El filósofo Byung-Chul Han diagnóstica una enfermedad moderna: vivimos en una sociedad donde nos autoexplotamos, convencidos de que estar ocupados todo el tiempo es sinónimo de éxito. El burnout no es debilidad individual sino fracaso del sistema. La salida está en recuperar la vida contemplativa, donde el descanso y la inactividad no son enemigos del progreso, sino sus mejores aliados.
Hay un libro que se lee rápido pero que deja una incómoda verdad instalada en la cabeza: "La sociedad del cansancio", del filósofo surcoreano Byung-Chul Han. Al terminar de leerlo, muchos nos vemos reflejados y pensamos "ese soy yo". Pero luego miramos la lista de tareas pendientes y seguimos corriendo, atrapados en la misma rueda que el libro acaba de explicarnos.
Lo curioso es que Han identifica algo que hemos dejado de ver: hace poco vivíamos en una sociedad donde alguien externo nos ordenaba qué hacer. Teníamos un jefe que nos exigía desde afuera. Hoy es distinto. Ya nadie necesita obligarnos a trabajar duro porque nosotros mismos nos lo exigimos.

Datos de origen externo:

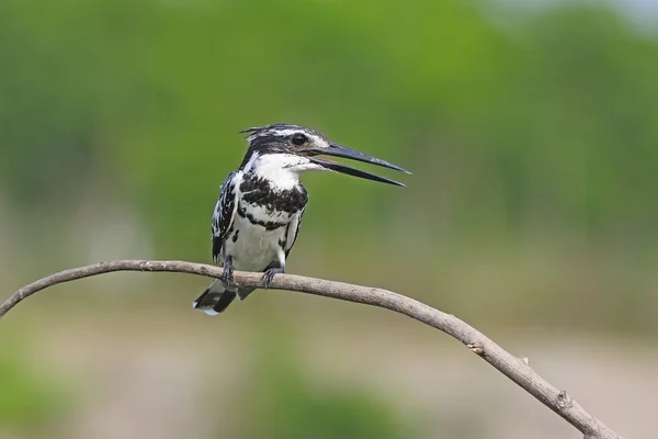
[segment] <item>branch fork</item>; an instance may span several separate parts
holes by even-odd
[[[188,261],[114,260],[100,262],[60,271],[23,286],[0,305],[0,319],[21,301],[48,286],[115,271],[166,271],[197,274],[207,278],[220,278],[223,273],[219,267]],[[261,288],[262,273],[236,271],[234,272],[234,282],[239,286]],[[302,275],[276,274],[270,284],[270,289],[296,291],[347,302],[362,303],[411,317],[464,344],[472,352],[491,364],[545,406],[561,416],[567,423],[576,427],[583,434],[586,439],[623,439],[622,436],[590,415],[566,391],[558,391],[534,372],[529,365],[527,358],[512,356],[484,334],[454,315],[443,313],[411,297],[392,291]],[[478,341],[474,342],[473,340]]]

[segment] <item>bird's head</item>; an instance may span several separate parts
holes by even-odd
[[[258,158],[265,157],[266,155],[279,155],[282,167],[295,168],[298,171],[329,170],[383,183],[405,185],[385,177],[318,157],[321,155],[343,157],[410,173],[397,165],[336,144],[322,133],[298,125],[266,125],[247,128],[241,133],[247,133],[247,140],[249,142],[249,149],[241,165],[242,169],[249,168]]]

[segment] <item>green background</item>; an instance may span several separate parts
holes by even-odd
[[[658,40],[625,12],[4,0],[3,294],[106,259],[211,261],[238,131],[311,126],[413,176],[305,176],[290,272],[456,314],[657,435]],[[21,304],[0,325],[0,438],[576,437],[418,324],[280,292],[208,318],[190,307],[205,283],[113,274]]]

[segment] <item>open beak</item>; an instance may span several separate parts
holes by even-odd
[[[337,144],[331,144],[331,145],[329,145],[328,148],[307,149],[305,153],[308,153],[311,155],[317,154],[317,155],[322,155],[322,156],[343,157],[343,158],[349,158],[351,160],[377,165],[383,168],[395,169],[396,171],[400,171],[400,172],[405,172],[405,173],[411,173],[411,172],[400,168],[397,165],[389,164],[388,161],[382,160],[382,159],[373,157],[373,156],[368,156],[367,154],[363,154],[361,151],[348,148],[345,146],[337,145]],[[348,176],[354,176],[354,177],[363,178],[366,180],[379,181],[382,183],[388,183],[388,184],[395,184],[395,185],[401,185],[401,187],[405,185],[398,181],[390,180],[385,177],[379,177],[377,175],[362,171],[361,169],[352,168],[350,166],[342,165],[342,164],[331,161],[328,159],[321,159],[321,158],[318,158],[315,156],[310,156],[310,157],[308,157],[308,159],[310,161],[313,161],[314,164],[320,165],[322,168],[326,168],[326,169],[329,169],[332,171],[337,171],[337,172],[341,172],[341,173],[347,173]]]

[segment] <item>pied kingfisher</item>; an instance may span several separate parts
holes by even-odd
[[[194,308],[222,313],[252,288],[232,285],[232,270],[264,272],[263,288],[285,271],[308,195],[299,182],[307,171],[337,171],[368,180],[404,185],[318,155],[344,157],[409,173],[399,166],[330,142],[322,133],[297,125],[248,128],[249,148],[237,171],[222,184],[212,224],[213,261],[224,267],[222,279],[194,301]]]

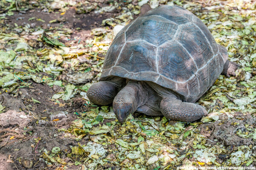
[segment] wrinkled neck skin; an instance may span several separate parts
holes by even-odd
[[[171,89],[162,87],[153,82],[147,82],[147,83],[162,99],[171,98],[182,100],[180,96]]]
[[[113,110],[119,122],[148,100],[150,87],[143,82],[130,80],[116,95],[113,101]]]

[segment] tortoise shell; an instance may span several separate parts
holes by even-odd
[[[227,52],[205,25],[178,6],[162,6],[118,33],[100,81],[113,76],[154,82],[195,102],[222,71]]]

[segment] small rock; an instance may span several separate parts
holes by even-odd
[[[55,85],[53,85],[52,86],[52,89],[56,92],[64,91],[64,89],[62,87]]]
[[[47,124],[47,122],[44,120],[40,119],[38,120],[38,125],[46,125]]]
[[[50,115],[50,118],[51,121],[58,119],[59,120],[61,119],[64,117],[67,117],[67,112],[63,111],[57,111]]]
[[[33,166],[33,161],[31,161],[30,159],[22,159],[21,160],[21,162],[22,163],[22,165],[26,168],[30,168],[32,167]]]

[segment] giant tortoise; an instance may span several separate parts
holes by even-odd
[[[118,33],[87,96],[97,105],[113,102],[120,122],[135,111],[193,121],[207,113],[194,103],[220,74],[236,75],[239,65],[227,58],[198,17],[183,7],[162,6]]]

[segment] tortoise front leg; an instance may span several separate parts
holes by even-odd
[[[183,102],[174,98],[163,98],[160,108],[166,118],[186,122],[194,121],[207,113],[206,110],[199,105]]]
[[[235,72],[239,66],[240,65],[236,62],[227,60],[224,64],[223,71],[221,74],[227,76],[227,77],[230,77],[230,75],[236,76]]]

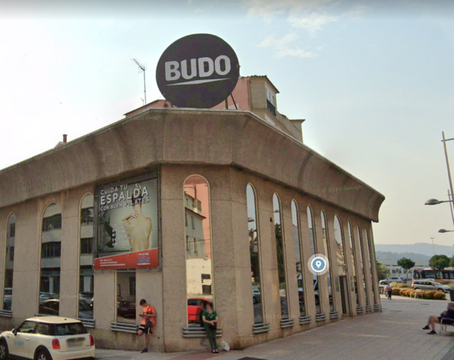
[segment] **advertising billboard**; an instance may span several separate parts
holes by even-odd
[[[211,34],[178,39],[164,51],[156,67],[161,94],[179,108],[216,106],[232,93],[239,77],[235,51]]]
[[[94,269],[159,266],[156,173],[97,186]]]

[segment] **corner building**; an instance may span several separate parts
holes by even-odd
[[[151,347],[179,351],[206,345],[206,301],[236,349],[380,311],[372,222],[384,197],[306,147],[277,94],[249,77],[228,109],[157,101],[0,171],[1,327],[59,314],[99,347],[137,350],[145,298]],[[97,186],[135,178],[155,181],[159,266],[95,269],[100,249],[121,242],[97,240]],[[327,274],[308,270],[314,254]]]

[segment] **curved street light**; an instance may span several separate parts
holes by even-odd
[[[441,232],[442,234],[444,233],[444,232],[454,232],[454,230],[446,230],[445,229],[440,229],[438,230],[438,232]]]
[[[438,205],[441,204],[441,203],[452,203],[453,201],[452,200],[437,200],[436,198],[429,198],[427,201],[426,201],[426,203],[424,203],[424,205]]]

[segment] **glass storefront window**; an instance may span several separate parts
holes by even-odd
[[[328,295],[329,296],[329,308],[330,311],[334,311],[334,299],[333,298],[333,273],[332,273],[332,266],[333,264],[331,262],[331,254],[330,252],[330,247],[329,247],[329,237],[328,236],[328,229],[326,228],[326,216],[325,215],[325,212],[321,211],[321,231],[323,235],[323,247],[325,248],[325,256],[328,258],[328,261],[330,262],[329,271],[326,273],[326,276],[328,277]]]
[[[355,255],[355,240],[353,239],[353,232],[352,230],[352,225],[348,221],[348,240],[350,242],[350,249],[352,254],[352,269],[353,270],[353,286],[355,287],[355,296],[356,297],[356,305],[360,305],[360,298],[358,296],[358,276],[356,275],[356,257]]]
[[[277,274],[279,279],[279,294],[281,303],[281,316],[282,319],[289,318],[288,298],[287,296],[287,271],[285,264],[285,247],[284,244],[284,231],[281,220],[281,203],[279,196],[272,196],[272,207],[275,219],[275,235],[276,238],[276,254],[277,257]]]
[[[306,301],[304,300],[304,281],[303,261],[301,252],[301,240],[299,237],[299,213],[297,202],[292,201],[292,222],[293,223],[293,239],[295,242],[295,264],[297,266],[297,280],[298,281],[298,298],[299,299],[300,315],[306,315]]]
[[[5,277],[4,280],[3,309],[11,310],[13,302],[13,271],[14,270],[14,238],[16,237],[16,215],[11,214],[6,222],[6,247],[5,254]]]
[[[336,257],[337,259],[338,273],[340,276],[343,276],[347,275],[345,255],[343,248],[343,231],[342,230],[340,220],[337,215],[334,215],[334,239],[336,240]]]
[[[372,247],[370,246],[370,239],[369,239],[369,231],[367,227],[364,228],[364,233],[366,238],[365,239],[365,246],[366,247],[366,252],[367,261],[369,261],[369,268],[370,269],[370,283],[372,284],[372,295],[374,297],[374,304],[377,303],[377,295],[375,292],[375,281],[374,281],[374,268],[375,264],[372,263]]]
[[[135,271],[116,271],[116,321],[135,324]]]
[[[246,206],[248,208],[248,237],[250,255],[250,277],[254,304],[254,323],[263,322],[263,305],[262,304],[262,278],[260,276],[260,243],[257,218],[255,191],[252,185],[246,187]]]
[[[56,203],[44,212],[41,227],[41,263],[38,313],[60,314],[62,210]]]
[[[362,272],[362,290],[364,291],[366,300],[366,305],[369,305],[369,294],[367,293],[367,286],[366,286],[366,271],[365,267],[366,264],[365,263],[365,257],[364,257],[364,244],[362,242],[362,237],[361,236],[361,229],[360,228],[360,225],[356,225],[356,230],[358,235],[358,240],[360,242],[360,257],[361,259],[361,271]]]
[[[93,318],[93,195],[87,194],[80,206],[79,252],[79,317]]]
[[[214,304],[210,193],[206,181],[193,176],[184,183],[184,222],[187,322],[199,326],[199,315]]]
[[[311,255],[315,255],[317,254],[317,244],[315,239],[315,230],[314,228],[314,218],[312,216],[312,209],[310,206],[307,207],[307,225],[309,231],[309,243],[311,244]],[[315,305],[316,313],[320,314],[321,313],[321,308],[320,303],[321,302],[321,297],[319,291],[319,276],[314,274],[312,276],[314,279],[314,291],[315,294]]]

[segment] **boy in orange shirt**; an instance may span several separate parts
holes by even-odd
[[[140,322],[137,334],[142,336],[145,334],[145,348],[142,350],[143,354],[144,352],[148,352],[150,334],[153,333],[153,328],[156,323],[156,311],[155,308],[151,305],[148,305],[145,299],[142,299],[139,304],[143,308],[143,313],[139,315],[142,317],[142,322]]]

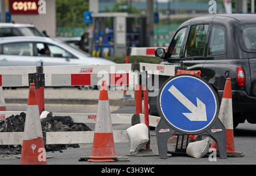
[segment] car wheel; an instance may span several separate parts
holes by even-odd
[[[79,86],[79,90],[93,90],[94,89],[94,86]]]

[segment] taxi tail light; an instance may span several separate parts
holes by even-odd
[[[237,84],[240,87],[242,87],[245,84],[245,74],[243,69],[241,66],[237,67]]]

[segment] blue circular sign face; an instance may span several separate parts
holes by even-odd
[[[217,118],[218,98],[203,79],[180,74],[167,81],[158,95],[160,114],[180,131],[196,132],[208,127]]]

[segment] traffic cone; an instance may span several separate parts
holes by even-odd
[[[6,111],[5,98],[3,97],[3,87],[2,86],[0,86],[0,111]]]
[[[91,155],[88,161],[116,161],[112,123],[106,81],[101,85]]]
[[[46,162],[35,83],[30,83],[20,165],[45,165]]]
[[[226,151],[228,157],[243,157],[242,152],[236,151],[234,143],[233,127],[232,95],[231,79],[227,78],[221,99],[218,118],[226,128]],[[210,148],[210,150],[217,150],[217,144],[214,141]]]

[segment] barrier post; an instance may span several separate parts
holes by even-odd
[[[145,66],[142,68],[142,86],[143,90],[143,98],[144,98],[144,123],[147,125],[149,131],[149,120],[148,120],[148,92],[147,89],[147,72],[145,70]],[[150,134],[149,134],[150,137]],[[150,149],[150,137],[149,137],[148,143],[146,144],[146,149]]]
[[[131,125],[134,125],[141,123],[139,114],[142,113],[142,89],[141,74],[139,73],[140,67],[139,63],[133,63],[131,70],[134,72],[138,72],[138,84],[135,85],[135,114],[131,118]]]
[[[126,51],[126,59],[125,59],[125,64],[129,63],[129,56],[130,56],[130,53],[131,53],[131,48],[130,47],[128,47],[127,48],[127,51]],[[131,98],[131,96],[130,95],[126,95],[126,91],[127,91],[127,88],[125,87],[123,89],[123,99]]]
[[[44,74],[43,64],[36,67],[37,73],[28,74],[28,82],[35,83],[39,114],[44,111]]]

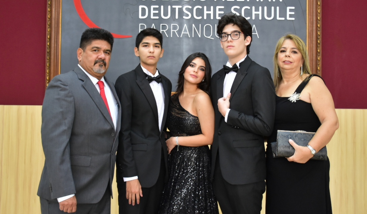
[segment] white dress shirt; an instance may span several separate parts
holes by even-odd
[[[94,85],[94,86],[95,86],[98,90],[98,93],[100,93],[101,90],[99,89],[99,86],[97,83],[99,80],[94,76],[92,76],[88,72],[86,71],[85,70],[83,69],[80,65],[78,64],[78,65],[86,73],[86,74],[87,74],[88,77],[90,79],[90,80],[92,81],[92,82]],[[112,91],[111,90],[111,89],[110,88],[108,84],[105,81],[104,77],[102,77],[101,81],[103,82],[105,86],[105,94],[106,95],[106,98],[107,99],[107,103],[108,103],[108,107],[110,109],[110,112],[111,113],[111,117],[112,118],[112,121],[113,122],[113,125],[115,126],[115,129],[116,130],[117,116],[119,114],[119,106],[117,104],[117,101],[116,101],[116,99],[115,99],[115,96],[113,96],[113,94],[112,93]],[[59,203],[60,203],[70,198],[75,195],[75,194],[72,194],[70,195],[57,198],[57,201]]]
[[[237,72],[239,71],[240,63],[244,60],[247,56],[247,55],[245,56],[244,58],[236,63],[236,64],[237,65],[237,67],[238,67],[239,68],[239,71],[237,71]],[[230,68],[232,67],[232,65],[229,63],[229,61],[227,62],[227,64],[226,65]],[[226,76],[224,78],[224,82],[223,83],[224,97],[226,97],[227,95],[228,95],[228,93],[230,92],[230,89],[232,88],[232,85],[233,84],[233,81],[235,81],[235,78],[236,77],[236,75],[237,74],[237,73],[236,72],[231,71],[229,73],[226,74]],[[231,96],[232,96],[232,94],[231,94]],[[228,114],[229,113],[230,110],[230,109],[228,108],[227,110],[227,111],[226,112],[225,117],[224,117],[224,121],[226,122],[227,122],[227,119],[228,118]]]
[[[144,68],[141,65],[141,68],[143,69],[143,71],[147,75],[150,76],[152,77],[157,76],[159,75],[158,70],[157,70],[156,73],[153,75],[148,70]],[[148,76],[147,76],[148,78]],[[160,131],[162,126],[162,121],[163,120],[163,114],[164,113],[164,92],[163,89],[163,85],[162,82],[158,83],[155,81],[152,81],[149,83],[149,85],[152,88],[152,90],[153,92],[153,94],[154,94],[154,98],[156,99],[156,103],[157,103],[157,108],[158,110],[158,125],[159,127],[159,130]],[[124,181],[126,182],[129,181],[132,181],[138,179],[138,176],[134,176],[129,178],[124,177]]]

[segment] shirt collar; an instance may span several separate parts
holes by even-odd
[[[243,61],[245,60],[245,59],[246,58],[246,57],[247,56],[247,54],[246,54],[246,56],[245,56],[244,57],[242,58],[242,59],[241,59],[241,60],[240,60],[239,61],[237,62],[237,63],[236,63],[236,65],[237,65],[237,67],[238,67],[239,68],[240,67],[240,63],[241,63]],[[230,68],[230,67],[232,67],[232,65],[231,65],[230,63],[229,63],[229,60],[228,60],[227,62],[227,64],[226,65],[227,65],[227,66],[228,66],[228,67],[229,67]]]
[[[141,68],[143,69],[143,71],[144,73],[145,73],[146,74],[148,75],[149,75],[149,76],[152,76],[154,77],[154,76],[157,76],[159,75],[159,73],[158,72],[158,69],[157,69],[157,71],[156,72],[155,74],[153,75],[152,73],[150,73],[150,72],[148,71],[148,70],[147,70],[146,69],[145,69],[145,68],[143,67],[143,65],[142,65],[141,64],[140,66],[141,66]]]

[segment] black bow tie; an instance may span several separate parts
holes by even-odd
[[[226,72],[226,74],[228,74],[230,71],[234,71],[237,73],[238,71],[238,67],[237,66],[237,64],[233,65],[232,68],[228,67],[225,65],[223,65],[223,68],[224,69],[224,72]]]
[[[148,75],[146,78],[149,83],[150,83],[152,81],[155,81],[158,83],[160,83],[162,81],[162,77],[161,76],[160,74],[159,74],[157,76],[154,77]]]

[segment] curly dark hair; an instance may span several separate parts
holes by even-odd
[[[244,39],[247,36],[251,38],[250,43],[246,47],[246,51],[248,54],[250,53],[250,46],[252,42],[252,26],[245,17],[240,15],[237,15],[232,13],[227,13],[221,17],[218,22],[217,33],[219,36],[223,32],[224,27],[227,25],[236,25],[240,28],[241,32],[245,36]]]
[[[79,47],[85,51],[86,47],[94,40],[103,40],[111,45],[111,50],[113,45],[113,36],[108,31],[102,28],[88,28],[83,32],[80,38]]]

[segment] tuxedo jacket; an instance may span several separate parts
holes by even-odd
[[[166,127],[172,86],[167,77],[160,74],[164,94],[160,130],[154,95],[140,64],[116,81],[115,87],[123,110],[117,153],[119,179],[121,180],[118,182],[123,182],[123,177],[137,176],[142,187],[153,186],[159,173],[162,148],[167,172],[168,152],[163,131]]]
[[[211,93],[215,113],[211,178],[219,152],[223,177],[230,183],[264,181],[266,168],[263,136],[271,133],[275,112],[275,92],[270,73],[246,57],[230,89],[230,110],[227,122],[217,105],[218,99],[224,96],[225,75],[222,69],[211,79]]]
[[[42,111],[40,197],[57,201],[75,194],[78,203],[95,203],[108,187],[112,194],[121,111],[113,84],[105,80],[118,104],[116,130],[101,95],[79,66],[48,85]]]

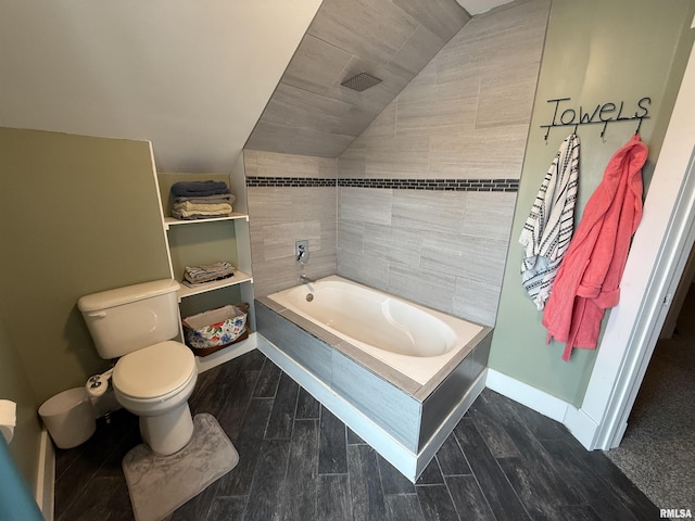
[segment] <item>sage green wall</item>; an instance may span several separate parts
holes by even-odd
[[[149,143],[0,128],[0,350],[40,404],[108,367],[77,298],[168,278],[166,243]]]
[[[564,344],[546,345],[542,312],[523,291],[519,275],[519,233],[559,144],[573,128],[552,129],[546,142],[545,129],[540,126],[553,119],[554,105],[546,102],[549,99],[571,98],[563,107],[577,110],[582,105],[592,111],[597,104],[624,101],[627,116],[634,114],[641,98],[652,98],[650,119],[644,120],[640,132],[650,150],[644,171],[648,181],[685,67],[684,49],[692,45],[690,24],[695,12],[691,0],[658,2],[658,8],[656,3],[554,0],[551,8],[490,367],[577,406],[581,405],[596,352],[574,350],[569,363],[563,361]],[[602,128],[586,125],[578,129],[581,157],[576,224],[608,161],[634,134],[636,125],[610,124],[603,138]]]
[[[34,491],[41,434],[36,416],[39,404],[17,348],[10,343],[5,322],[0,314],[0,399],[11,399],[17,404],[15,436],[9,448],[26,484]]]

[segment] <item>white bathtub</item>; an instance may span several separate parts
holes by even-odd
[[[268,298],[422,385],[485,329],[338,276]]]

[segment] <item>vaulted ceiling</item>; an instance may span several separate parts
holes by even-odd
[[[506,1],[0,0],[0,126],[149,140],[163,171],[228,171],[250,136],[334,155]],[[342,91],[359,71],[382,82]]]
[[[456,0],[324,0],[247,148],[338,156],[469,20]],[[341,85],[359,73],[381,81]]]

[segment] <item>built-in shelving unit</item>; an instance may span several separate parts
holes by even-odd
[[[224,180],[235,194],[232,214],[225,217],[180,220],[168,216],[169,191],[178,181]],[[247,214],[245,182],[242,158],[232,174],[167,174],[157,173],[162,225],[167,239],[172,277],[184,279],[186,266],[200,266],[219,260],[230,262],[235,275],[195,287],[181,283],[178,292],[181,317],[202,313],[226,304],[248,303],[248,323],[251,334],[248,340],[232,344],[205,357],[197,357],[199,371],[204,371],[247,353],[256,346],[255,310],[253,305],[253,276],[251,270],[251,239]]]

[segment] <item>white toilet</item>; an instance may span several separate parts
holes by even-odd
[[[193,353],[179,334],[178,282],[116,288],[77,301],[102,358],[118,358],[116,399],[140,417],[142,440],[161,455],[184,448],[193,434],[188,398],[198,380]]]

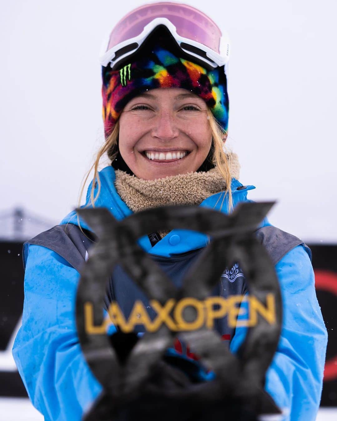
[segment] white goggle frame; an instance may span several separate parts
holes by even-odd
[[[214,69],[218,66],[225,65],[225,73],[226,72],[226,66],[225,65],[227,64],[229,60],[230,50],[229,39],[227,34],[225,36],[223,35],[222,37],[222,48],[223,48],[225,52],[225,55],[222,56],[203,44],[193,41],[193,40],[190,40],[188,38],[181,37],[177,33],[177,29],[174,25],[166,18],[156,18],[144,27],[142,32],[139,35],[123,41],[107,51],[107,48],[109,45],[110,40],[110,33],[109,33],[107,38],[104,40],[101,50],[99,57],[99,62],[104,67],[106,67],[110,63],[110,67],[112,67],[120,60],[134,53],[142,45],[148,35],[156,27],[159,25],[164,25],[166,27],[178,43],[179,46],[185,52],[191,56],[194,56],[199,60],[201,60]],[[114,59],[116,51],[134,43],[138,45],[138,46],[136,48],[120,56],[115,60]],[[206,53],[208,59],[182,48],[181,46],[181,44],[182,43],[188,44],[202,50]]]

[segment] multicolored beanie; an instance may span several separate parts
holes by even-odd
[[[177,53],[177,51],[175,51]],[[121,69],[102,68],[103,118],[106,138],[123,108],[142,92],[158,88],[180,88],[203,99],[224,131],[228,124],[229,101],[223,67],[208,70],[177,56],[163,43]]]

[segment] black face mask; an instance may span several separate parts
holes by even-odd
[[[117,153],[117,155],[115,160],[111,163],[112,166],[113,167],[115,170],[120,170],[121,171],[124,171],[127,174],[128,174],[129,175],[134,175],[131,170],[130,170],[126,165],[124,160],[122,157],[122,155],[120,155],[120,152],[119,152],[119,148],[118,148],[118,138],[117,146],[115,147],[118,148],[118,153]],[[206,159],[198,170],[197,170],[197,173],[201,173],[202,172],[205,172],[206,171],[209,171],[212,168],[214,168],[214,165],[212,162],[212,157],[213,156],[214,152],[214,148],[213,147],[213,142],[212,141],[212,144],[211,145],[211,148],[210,148],[208,155],[207,157],[206,157]]]

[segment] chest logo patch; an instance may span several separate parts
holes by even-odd
[[[226,278],[230,282],[234,282],[238,278],[244,278],[244,275],[238,263],[234,264],[230,269],[226,268],[226,269],[221,275],[222,278]]]

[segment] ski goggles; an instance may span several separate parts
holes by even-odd
[[[230,42],[216,24],[200,11],[187,5],[170,3],[145,5],[118,22],[102,44],[101,64],[116,69],[119,62],[139,48],[160,25],[169,31],[180,48],[215,69],[229,60]],[[220,44],[224,52],[220,53]]]

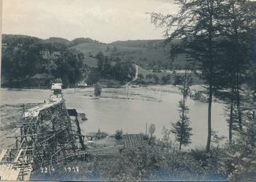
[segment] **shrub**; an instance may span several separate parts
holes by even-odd
[[[115,138],[117,140],[121,140],[123,138],[123,130],[122,129],[117,129],[116,131]]]
[[[102,85],[100,85],[98,82],[95,84],[95,96],[100,96],[102,93]]]

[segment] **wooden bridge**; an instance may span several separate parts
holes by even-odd
[[[20,134],[8,136],[15,142],[0,153],[1,180],[28,180],[40,167],[85,158],[76,111],[66,108],[61,84],[53,84],[52,90],[44,104],[24,109],[16,126]]]

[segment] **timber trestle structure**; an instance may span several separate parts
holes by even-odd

Nos autoexplotamos con entusiasmo, convencidos de que es libertad. Trabajamos mientras conducimos, llevamos cuatro proyectos simultáneamente, respondemos mensajes mientras almorzamos, asignamos tareas mientras miramos televisión. El hámster en su rueda que corre sin ir a ningún lado es la metáfora perfecta de lo que hacemos: creemos que avanzamos cuando en realidad seguimos en el mismo sitio.
Lo grave es que esta obsesión por la productividad nos está quemando la cabeza. Han explica que la multitarea no nos hace más inteligentes; nos degrada. Perdemos la capacidad de atención profunda, de contemplación, de genuino disfrute. Terminamos siendo personas técnicamente preparadas pero intelectualmente dispersas, incapaces de leer un artículo sin revisar el celular a mitad de camino, aterrorizadas por el silencio. Y cuando el cuerpo y la mente colapsan, cuando llega el burnout, creemos que fracasamos como individuos. Han dice que no: el que fracasa es el sistema.
Pero el filósofo también ofrece antídoto. En su otro libro, "Vida contemplativa", plantea algo que suena radical en estos tiempos: el descanso no es debilidad ni pereza, es resistencia. Contemplar, estar sin hacer nada, mirar sin prisa, escuchar en silencio, leer un libro completo o mecerse en una hamaca bajo un árbol sin culpa son actos de insurrección contra esta lógica del rendimiento constante. No pide Han que abandonemos el trabajo, sino algo más difícil: que recuperemos el derecho a la inactividad como algo valioso en sí mismo, no como antesala del trabajo siguiente.
Los grandes descubrimientos de la humanidad no nacieron de calendarios llenos de tareas. Newton no estaba en una reunión cuando comprendió la gravedad. La contemplación y el ocio fecundo son las parteras de la historia. La filosofía, la ciencia, el arte, toda gran obra humana necesitó de tiempo para simplemente estar, pensar, soñar. Hoy hemos convencido a una generación entera de que eso es un lujo prohibido, que el silencio es ausencia en lugar de ser una presencia de otro tipo.
Recuperar la vida contemplativa en estos días agitados no es romanticismo ni evasión. Es entender que el tiempo que "no sirve para nada" es precisamente el que más importa. Es reconocer que los animales que descansan no desperdician el día: son, simplemente, lo que son. Quizás es hora de permitirnos ser nosotros también.